Furthermore,different behavior,Chinese and Westerners tend to have the same mentality,but its external expression is different.For example,in give and receive,Chinese and Westerners to gift show interest is the same:giverswant each other to be like her gift,and recipients also because of accepting agift.However,Chinese often manifested great modesty,when the gifts are often deliberately undermine their own value of the gift.Even give each other gifts are expensive,but also to say "a mere trifle,nothing".This negative topositive send gifts worth,Westerners can not understand,they don't know how this circle is,or is unable to realize negative,hidden in the affirmative.

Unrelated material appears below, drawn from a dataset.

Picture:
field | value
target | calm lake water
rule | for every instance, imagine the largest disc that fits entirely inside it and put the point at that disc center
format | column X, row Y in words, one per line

Accept the gift,Chinese often refuse it,and said,"Oh,also brought the giftwhat to do",to take in each other again insisted,that even also accepted as it cannot be helped,and accompanied by "how can let you back" or "next time can't so polite" or "not to be taken as a precedent" kind words,then the gifts aside,showing the gift be indifferent to attitude,for fear that the other think they are blunt gifts to others.However,just after the guests left,then quietlyopened the gift in the act,is sufficient to prove the Chinese also care about the recipient,just not to show it.